Odio. Amarezza. Impotenza.

Che altro si poteva provare, in una circostanza come quella? Ma soprattutto, chi altro poteva provarlo, se non lei. Lei che si era impegnata per sei anni interi, che aveva ottenuto quasi tutte E ai suoi G.U.F.O. (escludendo una O e un paio di E+), e che in quel momento, seduta su una delle poltroncine del piccolo soggiorno della Tana, stringeva un misero pezzo di carta, senza alcun valore ai suoi occhi.

Frustrazione, ecco qual era il termine corretto da utilizzare. Lucy Weasley era frustrata, ed era frustrata perché le era caduto tutto il suo mondo addosso. Mondo fatto di successi, successi e basta. Successi accademici, sportivi e umanitari. Questo era ciò che le era da sempre stato insegnato da suo padre, non accontentarsi di nulla, e puntare direttamente alla perfezione.

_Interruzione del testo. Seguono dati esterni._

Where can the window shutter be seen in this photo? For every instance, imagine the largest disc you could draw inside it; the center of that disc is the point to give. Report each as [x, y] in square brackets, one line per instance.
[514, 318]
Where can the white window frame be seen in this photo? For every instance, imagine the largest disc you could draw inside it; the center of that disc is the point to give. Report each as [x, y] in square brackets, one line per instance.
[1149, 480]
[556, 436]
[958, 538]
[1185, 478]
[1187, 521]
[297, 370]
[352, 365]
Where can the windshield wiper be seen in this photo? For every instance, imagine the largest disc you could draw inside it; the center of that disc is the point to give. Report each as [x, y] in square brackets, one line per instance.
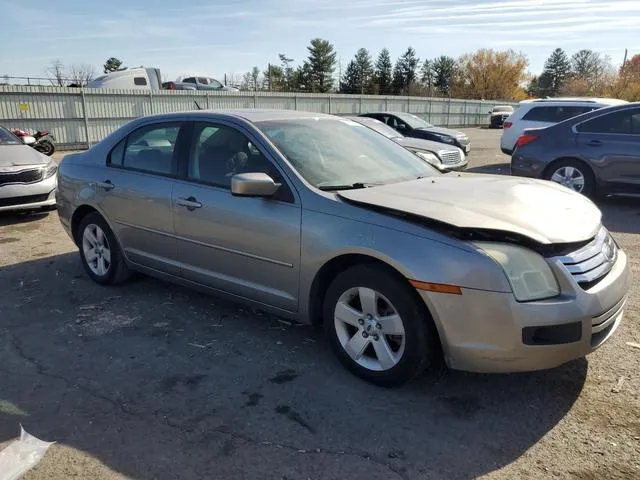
[352, 186]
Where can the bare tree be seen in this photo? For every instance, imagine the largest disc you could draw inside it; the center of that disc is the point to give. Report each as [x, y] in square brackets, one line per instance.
[56, 70]
[81, 74]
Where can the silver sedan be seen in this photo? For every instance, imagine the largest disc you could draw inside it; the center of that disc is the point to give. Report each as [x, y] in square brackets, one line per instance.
[27, 177]
[325, 221]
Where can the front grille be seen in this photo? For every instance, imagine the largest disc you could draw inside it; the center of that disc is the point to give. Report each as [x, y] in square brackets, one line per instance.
[31, 175]
[25, 200]
[591, 263]
[450, 157]
[602, 324]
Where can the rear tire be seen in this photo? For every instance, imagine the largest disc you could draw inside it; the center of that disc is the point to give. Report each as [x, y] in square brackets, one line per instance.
[574, 175]
[377, 326]
[100, 251]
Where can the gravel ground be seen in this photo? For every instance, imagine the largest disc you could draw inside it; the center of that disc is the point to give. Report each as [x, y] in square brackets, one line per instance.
[153, 381]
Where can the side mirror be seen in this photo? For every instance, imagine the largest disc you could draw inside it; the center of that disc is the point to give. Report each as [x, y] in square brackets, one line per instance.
[253, 185]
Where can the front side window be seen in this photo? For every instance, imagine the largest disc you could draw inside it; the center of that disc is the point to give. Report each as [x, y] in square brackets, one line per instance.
[621, 122]
[336, 153]
[8, 138]
[149, 149]
[218, 152]
[541, 114]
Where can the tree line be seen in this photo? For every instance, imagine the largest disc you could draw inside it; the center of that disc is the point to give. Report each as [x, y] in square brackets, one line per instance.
[586, 73]
[485, 74]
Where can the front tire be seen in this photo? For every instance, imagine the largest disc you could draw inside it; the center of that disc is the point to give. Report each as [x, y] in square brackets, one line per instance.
[100, 251]
[377, 326]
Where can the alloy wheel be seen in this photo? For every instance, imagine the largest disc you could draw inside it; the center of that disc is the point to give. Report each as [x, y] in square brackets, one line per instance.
[369, 329]
[96, 250]
[570, 177]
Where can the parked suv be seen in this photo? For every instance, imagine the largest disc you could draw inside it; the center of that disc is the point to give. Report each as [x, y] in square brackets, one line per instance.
[546, 112]
[597, 152]
[410, 125]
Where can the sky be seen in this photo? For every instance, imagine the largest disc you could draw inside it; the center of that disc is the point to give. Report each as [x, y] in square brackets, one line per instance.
[216, 37]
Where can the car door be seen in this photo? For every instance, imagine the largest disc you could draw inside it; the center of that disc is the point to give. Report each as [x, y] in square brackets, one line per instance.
[249, 247]
[611, 143]
[135, 194]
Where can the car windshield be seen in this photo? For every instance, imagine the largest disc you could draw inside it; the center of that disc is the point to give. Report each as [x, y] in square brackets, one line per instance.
[413, 120]
[379, 127]
[8, 138]
[334, 154]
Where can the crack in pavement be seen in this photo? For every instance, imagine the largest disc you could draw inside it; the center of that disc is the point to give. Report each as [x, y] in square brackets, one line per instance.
[41, 370]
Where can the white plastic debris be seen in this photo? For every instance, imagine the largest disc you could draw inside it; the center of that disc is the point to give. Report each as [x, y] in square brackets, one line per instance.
[21, 455]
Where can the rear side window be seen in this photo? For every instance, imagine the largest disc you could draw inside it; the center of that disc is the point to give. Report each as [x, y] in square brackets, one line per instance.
[624, 122]
[149, 149]
[555, 114]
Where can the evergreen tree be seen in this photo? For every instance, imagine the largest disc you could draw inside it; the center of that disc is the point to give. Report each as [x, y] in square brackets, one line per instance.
[443, 72]
[321, 63]
[383, 72]
[557, 69]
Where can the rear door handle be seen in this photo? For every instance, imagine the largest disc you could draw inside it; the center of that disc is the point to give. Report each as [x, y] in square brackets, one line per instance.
[106, 185]
[190, 203]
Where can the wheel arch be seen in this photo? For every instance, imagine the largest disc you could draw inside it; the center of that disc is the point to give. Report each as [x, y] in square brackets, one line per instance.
[333, 267]
[552, 164]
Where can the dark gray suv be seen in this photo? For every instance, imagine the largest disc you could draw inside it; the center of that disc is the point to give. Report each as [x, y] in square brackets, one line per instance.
[594, 153]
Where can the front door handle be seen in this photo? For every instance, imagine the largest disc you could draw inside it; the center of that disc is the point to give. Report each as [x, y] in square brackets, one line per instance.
[190, 203]
[106, 185]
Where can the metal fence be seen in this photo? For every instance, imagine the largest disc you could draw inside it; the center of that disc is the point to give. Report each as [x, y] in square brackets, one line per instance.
[81, 117]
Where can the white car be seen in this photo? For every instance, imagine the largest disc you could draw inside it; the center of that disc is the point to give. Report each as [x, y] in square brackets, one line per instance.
[544, 112]
[28, 179]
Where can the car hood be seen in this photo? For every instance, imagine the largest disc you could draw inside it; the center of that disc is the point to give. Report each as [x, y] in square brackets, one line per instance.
[444, 131]
[421, 144]
[543, 211]
[12, 156]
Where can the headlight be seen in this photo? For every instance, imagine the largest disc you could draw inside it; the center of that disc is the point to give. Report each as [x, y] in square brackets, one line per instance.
[50, 169]
[445, 138]
[529, 274]
[428, 156]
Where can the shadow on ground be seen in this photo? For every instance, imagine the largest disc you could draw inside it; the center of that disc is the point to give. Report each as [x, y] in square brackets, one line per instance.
[159, 382]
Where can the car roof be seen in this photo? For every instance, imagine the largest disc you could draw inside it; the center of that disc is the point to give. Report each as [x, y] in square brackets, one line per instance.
[574, 100]
[249, 114]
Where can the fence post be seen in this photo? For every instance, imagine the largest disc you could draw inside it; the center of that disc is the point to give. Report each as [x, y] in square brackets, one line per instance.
[86, 119]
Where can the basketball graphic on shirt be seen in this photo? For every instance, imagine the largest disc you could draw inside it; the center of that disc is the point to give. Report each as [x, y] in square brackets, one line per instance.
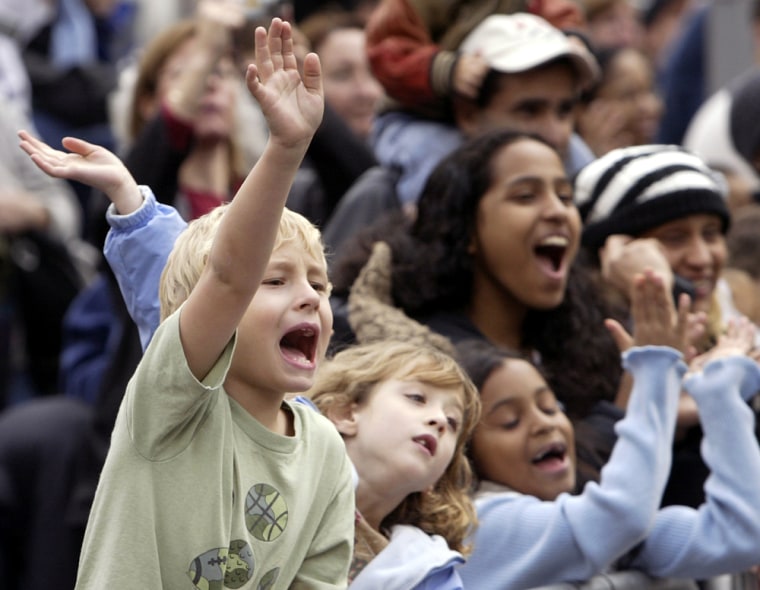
[269, 579]
[222, 568]
[266, 512]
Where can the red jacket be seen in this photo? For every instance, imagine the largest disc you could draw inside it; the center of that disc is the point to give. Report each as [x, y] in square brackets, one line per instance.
[412, 44]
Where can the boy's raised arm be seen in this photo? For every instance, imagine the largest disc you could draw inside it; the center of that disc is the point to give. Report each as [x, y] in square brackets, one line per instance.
[293, 106]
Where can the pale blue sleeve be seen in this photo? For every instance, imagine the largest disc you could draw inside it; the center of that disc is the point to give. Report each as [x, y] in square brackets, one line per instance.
[522, 542]
[136, 248]
[722, 535]
[446, 578]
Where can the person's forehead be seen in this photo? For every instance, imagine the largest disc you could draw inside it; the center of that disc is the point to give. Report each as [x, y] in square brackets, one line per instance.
[559, 74]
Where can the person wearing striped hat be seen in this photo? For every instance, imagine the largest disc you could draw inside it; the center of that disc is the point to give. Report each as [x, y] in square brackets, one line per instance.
[662, 207]
[661, 192]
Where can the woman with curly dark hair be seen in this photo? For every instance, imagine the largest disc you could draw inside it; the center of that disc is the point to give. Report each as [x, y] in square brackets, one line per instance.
[491, 254]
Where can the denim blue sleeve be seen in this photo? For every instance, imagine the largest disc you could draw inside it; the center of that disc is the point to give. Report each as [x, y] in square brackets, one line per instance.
[136, 247]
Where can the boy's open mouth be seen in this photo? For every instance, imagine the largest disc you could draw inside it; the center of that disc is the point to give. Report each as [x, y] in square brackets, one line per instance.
[300, 343]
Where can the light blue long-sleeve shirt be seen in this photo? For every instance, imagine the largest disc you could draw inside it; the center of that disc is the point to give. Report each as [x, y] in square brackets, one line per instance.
[523, 542]
[137, 247]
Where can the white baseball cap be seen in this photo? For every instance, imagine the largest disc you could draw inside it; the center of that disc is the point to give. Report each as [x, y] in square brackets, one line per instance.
[514, 43]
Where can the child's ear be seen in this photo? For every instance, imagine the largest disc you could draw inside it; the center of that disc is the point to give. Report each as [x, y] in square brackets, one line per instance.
[344, 418]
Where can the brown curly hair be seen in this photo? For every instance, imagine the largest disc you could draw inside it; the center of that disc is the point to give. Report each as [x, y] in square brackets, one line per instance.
[352, 374]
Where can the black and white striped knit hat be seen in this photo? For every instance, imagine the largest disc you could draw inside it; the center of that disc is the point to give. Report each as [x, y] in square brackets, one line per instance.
[634, 189]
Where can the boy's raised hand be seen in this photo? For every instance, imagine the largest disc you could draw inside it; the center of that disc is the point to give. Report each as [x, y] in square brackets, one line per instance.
[86, 163]
[292, 103]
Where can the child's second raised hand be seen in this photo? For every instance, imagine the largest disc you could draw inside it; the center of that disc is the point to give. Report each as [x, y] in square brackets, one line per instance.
[292, 103]
[655, 321]
[86, 163]
[738, 339]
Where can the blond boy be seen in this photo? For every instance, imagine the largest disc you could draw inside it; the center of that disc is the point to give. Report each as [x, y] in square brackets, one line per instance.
[213, 479]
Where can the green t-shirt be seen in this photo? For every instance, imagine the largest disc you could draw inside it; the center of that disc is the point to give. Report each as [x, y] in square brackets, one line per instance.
[195, 493]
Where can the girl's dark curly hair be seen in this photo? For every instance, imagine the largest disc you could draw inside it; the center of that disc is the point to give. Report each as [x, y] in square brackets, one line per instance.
[433, 272]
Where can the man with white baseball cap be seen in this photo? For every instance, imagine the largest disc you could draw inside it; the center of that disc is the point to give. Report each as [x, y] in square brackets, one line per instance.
[534, 75]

Ma lì, in quel momento, da sola com’era, non riusciva a non pensare a chi potesse trovarsi a stringere quella spilletta tra le mani, quella che aveva sognato e atteso per sei interi e lunghi anni, senza ovviamente contare tutto il periodo della sua infanzia.

Perché non era diventata Caposcuola? Perché non le era stata consegnata la spilla, assieme alla lettera d’ammissione?

Odiava i fallimenti, Lucy, e anche i falliti.

 

Seduta con le ginocchia strette al petto, aveva gli occhi fissi da troppo tempo sul vetro della finestra, che rifletteva il suo volto turbato. Classica espressione e classica posizione alla Lucy. 

 

Luce? »

 

Con uno scatto rapido e netto, ruotò la testa di qualche grado, puntando questa volta lo sguardo sulla figura di Roxanne, che stringeva tra le mani due profonde tazze.

« Ti ho fatto un caffè, tieni. »

Allungò una delle due tazze verso la cugina, che non poté proprio rifiutare (era una caffeinomane di prima categoria), prima di mettersi a sedere sul piccolo tavolino di legno, difronte alla poltrona.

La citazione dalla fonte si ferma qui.